Nengajō (jap. 年賀状) – Neujahrskarten

Neujahrskarten sind in Japan so bedeutsam, dass die japanische Post kurz vorm Jahreswechsel größte Anstrengungen unternehmen muss, um der Flut an Karten gerecht zu werden. Die mit Erinnerungsfotos, Danksagungen und Wünschen für das bevorstehende Jahr beschriebenen Karten können in eigens für sie aufgestellte Briefkästen geworfen werden, um sicherzugehen, dass die Neujahrspost auch rechtzeitig zum neuen Jahr ankommt.
Oseibo (jap. お歳暮) – Neujahrsgeschenke

Wichtige Geschäftspartner, Bekannte, Freunde oder Menschen, die einem im vergangenen Jahr etwas Gutes getan haben, werden zum neuen Jahr auch gerne mal mit einem kleinen Geschenk bedacht. Weil die meisten Menschen zum Jahresende (und eigentlich das ganze Jahr über) schwer beschäftigt sind, bieten die meisten Kaufhausketten und Geschäfte bereits geraume Zeit vor Neujahr fertig verpackte und mit Grüßen versehene Geschenke inklusive Lieferung an.
Susuharai oder Ōsōji (jap. 煤払い oder 大掃除) – Der traditionelle Neujahrsputz

Der Neujahrsputz ist tief in der japanischen Tradition verwurzelt und findet normalerweise am 13. Dezember statt, um rein und ohne Lasten in das neue Jahr zu starten. Heutzutage sind die Menschen bei der Einhaltung des Termins etwas flexibler geworde.

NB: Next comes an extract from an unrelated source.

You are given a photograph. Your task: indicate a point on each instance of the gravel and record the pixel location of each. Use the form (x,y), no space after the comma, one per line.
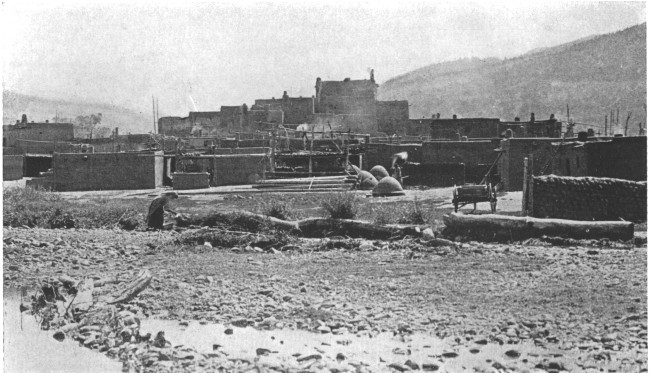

Lediglich in Tempeln und Schreinen werden an diesem Tag die Besen geschwungen, der Staub gewischt und die Böden im Laufschritt poliert.
Kadomatsu und Kagami-Mochi (jap. 門松 und 鏡餅) – Neujahrsdekoration & Spiegelreiskuchen

Spätestens nach Abschluss der umfangreichen Putzarbeiten in japanischen Haushalten werden diese gleich für den Besuch des glückbringenden Toshigami-sama (Neujahrsgott) vorbereitet. Da Gottheiten gemäß japanischer Bescheidenheit den Menschen nicht ohne ausdrückliche Einladung einen Besuch abstatten, werden die meisten Wohnungen und Häuser im Eingangsbereich mit den sogenannten Kadomatsu – einem Bambus-Tannenzweig-oder Kieferngesteck – geschmückt, um den Göttern den Weg zu weisen.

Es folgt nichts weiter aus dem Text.